Paul Landes (פול לנדס) is the founder and the last Head of the National Bureau for Counter Terror Financing (NBCTF) of the Ministry of Defense in Israel (2018-2025). Previously, he served as Head of the “Harpoon” Unit at the Mossad (2015–2017) and as Head of the Money Laundering and Terror Financing Prohibition Authority (IMPA) in the Ministry of Justice (2009–2015).

==Biography==
Landes earned a Bachelor of Laws and Master of Laws with honors from the Hebrew University of Jerusalem. He served as a partner in the law firm Yehuda Raveh & Co.,

as the legal advisor of the Jerusalem Development Authority, and as the legal advisor at the “Derech Eretz Corporation,” which operates Highway 6. Landes serves as a lecturer on money laundering and terror financing prohibition at Reichman University and Bar-Ilan University.

In 2007, he was appointed as the legal adviser of the Money Laundering and Terror Financing Prohibition Authority (IMPA) in the Ministry of Justice. In November 2009, He was appointed as the acting director. In August 2010, the Israeli government appointed Landes as the director general.
The IMPA was founded in 2002, based on the Prohibition on Money Laundering Law, 5760 (2000). It heads the struggle against money laundering and terror financing in Israel and aligns with worldwide parameters determined by the FATF.
In 2012, Landes initiated a process for Israel to become a Financial Action Task Force member. In 2016, Israel was endowed with observer status,
and in 2018, it became a full member.
He was a member of two government committees: one, to limit the use of cash and second, for Financial Sanctions on Banking Corporations. He proposed an amendment to the money laundering prohibition law, which the Knesset accepted in 2014. Landes served as the Chairman of the Egmont Group of Financial Intelligence Units operative committee. He also served as an evaluator at Moneyval (in the Council of Europe), where he assessed compliance with regimes of anti-money laundering and combating the financing of terrorism.

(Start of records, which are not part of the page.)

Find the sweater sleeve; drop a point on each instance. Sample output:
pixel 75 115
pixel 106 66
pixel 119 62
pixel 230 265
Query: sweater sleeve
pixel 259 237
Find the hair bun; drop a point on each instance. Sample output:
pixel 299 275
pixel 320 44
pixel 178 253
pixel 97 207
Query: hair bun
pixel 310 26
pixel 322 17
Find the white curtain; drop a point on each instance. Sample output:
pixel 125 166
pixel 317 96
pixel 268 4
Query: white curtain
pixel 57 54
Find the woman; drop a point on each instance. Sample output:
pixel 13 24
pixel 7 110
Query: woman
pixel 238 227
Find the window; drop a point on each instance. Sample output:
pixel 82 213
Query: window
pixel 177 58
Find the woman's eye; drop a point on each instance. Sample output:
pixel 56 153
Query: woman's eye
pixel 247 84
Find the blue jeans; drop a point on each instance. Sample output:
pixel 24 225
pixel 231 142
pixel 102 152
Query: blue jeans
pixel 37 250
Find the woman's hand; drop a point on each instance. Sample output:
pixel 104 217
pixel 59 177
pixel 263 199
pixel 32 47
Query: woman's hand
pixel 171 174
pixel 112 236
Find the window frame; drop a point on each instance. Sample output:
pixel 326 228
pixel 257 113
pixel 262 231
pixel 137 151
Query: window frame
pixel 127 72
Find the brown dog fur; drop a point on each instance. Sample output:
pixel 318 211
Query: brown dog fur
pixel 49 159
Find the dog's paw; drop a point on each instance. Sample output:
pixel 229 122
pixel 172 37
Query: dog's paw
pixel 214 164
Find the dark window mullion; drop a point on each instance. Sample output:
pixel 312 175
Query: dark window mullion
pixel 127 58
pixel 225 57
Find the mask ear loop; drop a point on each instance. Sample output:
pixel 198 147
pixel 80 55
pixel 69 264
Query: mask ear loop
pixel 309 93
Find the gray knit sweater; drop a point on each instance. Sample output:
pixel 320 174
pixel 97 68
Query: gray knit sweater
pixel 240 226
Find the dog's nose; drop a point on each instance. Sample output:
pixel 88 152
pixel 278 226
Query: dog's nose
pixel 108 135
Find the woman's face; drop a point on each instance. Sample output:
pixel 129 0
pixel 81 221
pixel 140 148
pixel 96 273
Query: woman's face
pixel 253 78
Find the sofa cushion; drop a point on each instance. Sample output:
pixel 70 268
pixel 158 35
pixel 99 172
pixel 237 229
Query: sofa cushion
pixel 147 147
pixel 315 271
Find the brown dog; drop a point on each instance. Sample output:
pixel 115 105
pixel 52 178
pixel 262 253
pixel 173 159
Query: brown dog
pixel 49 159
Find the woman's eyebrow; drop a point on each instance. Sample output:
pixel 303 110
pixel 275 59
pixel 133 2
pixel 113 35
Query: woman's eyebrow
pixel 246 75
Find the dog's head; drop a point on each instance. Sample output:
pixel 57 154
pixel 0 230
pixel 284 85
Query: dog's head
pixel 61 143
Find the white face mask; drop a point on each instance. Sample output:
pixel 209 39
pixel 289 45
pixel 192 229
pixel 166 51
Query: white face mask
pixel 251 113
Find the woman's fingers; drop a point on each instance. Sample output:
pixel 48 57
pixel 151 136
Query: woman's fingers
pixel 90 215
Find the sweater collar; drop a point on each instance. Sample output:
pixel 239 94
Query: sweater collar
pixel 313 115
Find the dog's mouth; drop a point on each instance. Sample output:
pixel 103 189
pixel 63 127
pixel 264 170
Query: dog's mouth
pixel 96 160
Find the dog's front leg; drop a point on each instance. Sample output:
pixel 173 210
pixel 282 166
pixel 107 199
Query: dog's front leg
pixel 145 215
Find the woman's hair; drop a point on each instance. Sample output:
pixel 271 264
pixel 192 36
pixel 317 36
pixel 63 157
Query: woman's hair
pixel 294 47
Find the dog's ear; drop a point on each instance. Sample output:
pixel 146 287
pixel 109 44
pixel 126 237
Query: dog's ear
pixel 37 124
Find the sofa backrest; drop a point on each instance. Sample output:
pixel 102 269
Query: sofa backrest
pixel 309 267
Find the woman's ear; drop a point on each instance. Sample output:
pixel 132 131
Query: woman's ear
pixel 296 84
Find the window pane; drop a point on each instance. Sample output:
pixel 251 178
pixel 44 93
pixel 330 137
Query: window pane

From 2015 to 2017, Landes was Head of the "Harpoon" Unit at the Mossad, in charge of terror financing information gathering. He proposed it would perform better as an official unit, cooperating internationally with similar anti-terror and money-laundering organs. Yossi Cohen, Head of the Mossad, advocated for Avigdor Lieberman, Ministry of Defense, to relocate Harpoon to his office. The Security Cabinet of Israel moved Harpoon's jurisdiction to the Ministry of Defence.

The National Bureau for Counter-Terror Financing (NBCTF) at the Ministry of Defense
was founded in March 2018 to coordinate national operations to topple the monetary framework for terrorism. Its authority is delineated in the Counter-Terrorism Law, 5776 (2016). The Minister of Defense appoints the director of the NBCTF in discussions with the Prime Minister and reports directly to the Minister. NBCTF submits a yearly report Under the Deduction Law 2018, This gives an account of the disbursements to Palestinians imprisoned in Israeli jails under the Palestinian Authority Martyrs Fund.
Since its establishment in 2018 until December 2023, the National Bureau for Counter-Terror Financing of Israel seized over $1 billion in terror funding. In 2023, it issued 363 orders involving freezing assets and seizing funds in NIS 642.91 million. The NBCTF froze hundreds of Tron wallets, and cryptocurrency accounts on the Binance exchange site linked to Hamas, the Palestinian Islamic Jihad, and Iran's Quds Force. As of early 2024, such operations had frozen 3.7 billion shekels of terrorist-linked assets. In August 2024, Israel imposed sanctions on 18 oil tankers that Iran's Quds Force allegedly used to finance Hezbollah and Hamas terrorist groups.
In 2024, it froze assets and seized funds in NIS 470 million. In March 2022, the NBCTF signed a MoU with the USA Department of Homeland Security to combat terrorist financing and collaborate in cybersecurity. In may 2025 he completed his tenure as head of the NBCTF.

He is a member of the board of directors of Israel Electric Corporation.

He is married to Assistant Commissioner Shlomit Landes, head of the Investigations Division in the Israel Police.